A día de hoy las listas para el Congreso de la República, en los principales movimientos políticos del Cauca están prácticamente vacías, y esa falta de dinámica se puede interpretar como una pobre perspectiva de renovación en las organizaciones políticas tradicionales; una falta de interés de los caciques políticos en el cambio con el propósito de seguir manejando las maquinarias que tantos réditos les han producido; la falta de liderazgos jóvenes con posibilidades reales de llegar a la Cámara o el Senado. 
Es decir están los mismos con las mismas, no hay sangre joven. Por eso tristemente vemos simples ejercicios de reelección y el ‘reencauche’ de las mismas figuras; exgobernadores, exalcaldes, a los que no se les exige que den cuentas por sus pésimas o inútiles actuaciones como mandatarios, simplemente son figuras de las cuales echar mano para conservar el estado de las cosas.

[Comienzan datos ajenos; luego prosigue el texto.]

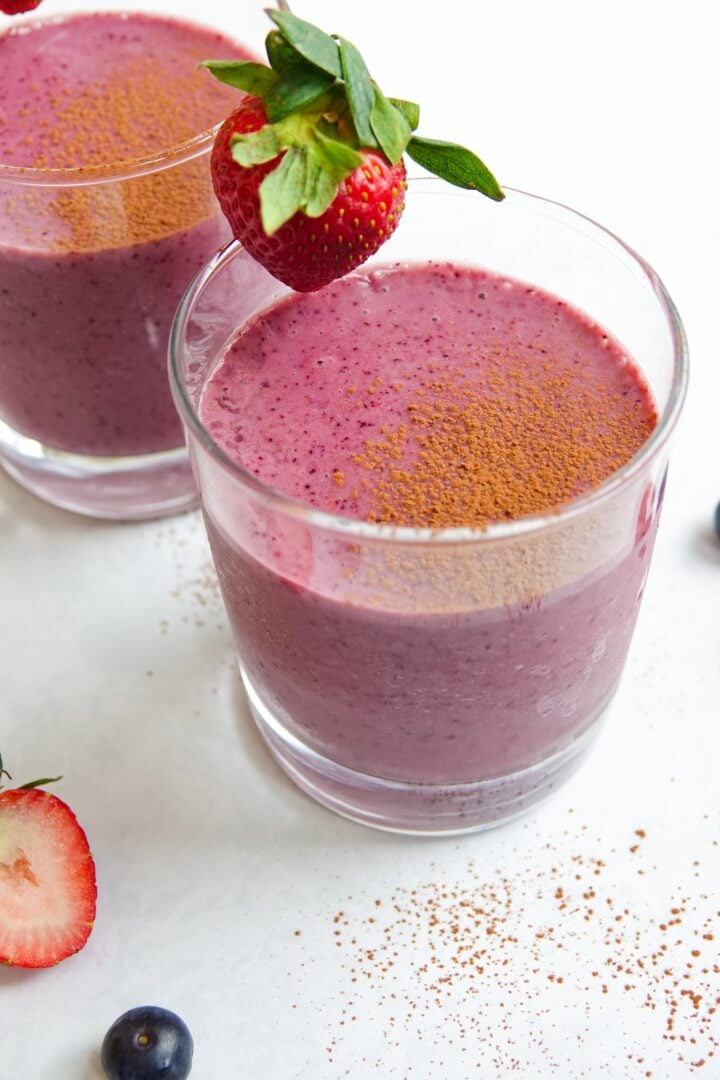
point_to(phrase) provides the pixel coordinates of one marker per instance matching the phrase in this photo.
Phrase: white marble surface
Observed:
(220, 886)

Por lo tanto los varones caucanos vuelven al territorio para rentabilizar su patrimonio,  es decir el número de votos que sus fichas políticas en los diferentes municipios les aportan como cuota cada tiempo de elecciones. 

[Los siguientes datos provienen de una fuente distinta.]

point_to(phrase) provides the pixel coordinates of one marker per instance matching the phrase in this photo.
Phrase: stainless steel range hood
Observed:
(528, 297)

Hace mucho que los partidos políticos en Colombia perdieron su función social y hoy son percibidos como estructuras burocráticas creadas para defender intereses particulares y mantener espacios de poder, con los cuales recompensar a algunos de quienes los apoyan, generando una ecuación en el que por ningún lado parece su misión: ayudar a mejorar el nivel de vida de los ciudadanos.
En resumen conceptual la función de un partido político es participar en la vida democrática para promover el mejoramiento de la calidad de vida de todos, hacer prevalecer interés general mediante un debate público, fundamento del ideal democrático y el fortalecimiento del orden constitucional y legal.
Eso es por supuesto lo ideal. Muy lejos de la realidad y del imaginario que tenemos los colombianos en general y los caucanos en particular. Los partidos políticos son organizaciones herméticas, en donde se manejan jerarquías bien definidas, cerradas para la mayoría, con relaciones de poder excluyentes y que quieren dar la apariencia contraria en tiempos de elecciones cuando abren las puertas de par en par para cautivar a los electores. 
Los partidos requieren de la gente solo en temporadas electorales, el resto del tiempo actúan en funciones exclusivamente partidistas, de espaldas a la ciudadanía, y fundamentan su trabajo en el simple hecho de repartir y gestionar las prebendas y las cuotas burocráticas.  La proliferación de movimientos que se sustentan en la recolección de firmas, por fuera de estas estructuras, también es prueba de la decadente imagen que tienen frente a los ciudadanos.